Atlanta is continually proving itself as a burgeoning U.S. tech hub. The city is home to a diverse array of tech companies across various industries from healthcare to logistics, and has a broad tech talent pool that makes it ideal for building out a team. Given all the features that make Atlanta an attractive place to do business, it’s no wonder why Tokyo-based robotics systems company Mujin is establishing its U.S. presence here with Mujin Corp.
While the company operates in the robotics space, it doesn’t actually manufacture robots. Instead, Mujin develops machine intelligence technology that combines motion planning, perception, simulation and control tech to help with logistics tasks like palletizing and piece picking. The company’s core product, the Mujin Controller, connects to robots and enables them to autonomously handle complex tasks without the need for human coding to walk them through each movement.

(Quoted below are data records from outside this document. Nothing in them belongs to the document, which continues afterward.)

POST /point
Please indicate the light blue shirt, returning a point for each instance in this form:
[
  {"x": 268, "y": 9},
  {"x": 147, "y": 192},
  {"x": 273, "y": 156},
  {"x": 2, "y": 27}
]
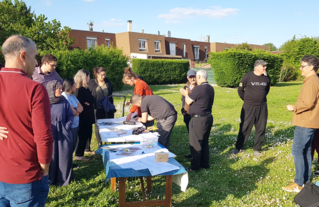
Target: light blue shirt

“Really the technology hasn’t been there in the past to do some of these more difficult palletizing or depalletizing applications. With robotics, you always have to be very specific about what you want it to do and how you want to move, and you’re really training each individual waypoint traditionally,” Josh Cloer, Mujin’s U.S. director of sales, told Built In. “We were able to create more intelligent robotic solutions that can understand what the pallet and all of the boxes look like in real-time and figure out how to move the boxes, even though it didn’t know anything about what it was going to look like beforehand.”
Mujin is pursuing its mission to bring more automation to the logistics space in a time where the industry is primed for innovation thanks to modern technology, Cloer said. From improved hardware capabilities to advanced problem-solving software, Mujin is pursuing growth and global expansion at an ideal time.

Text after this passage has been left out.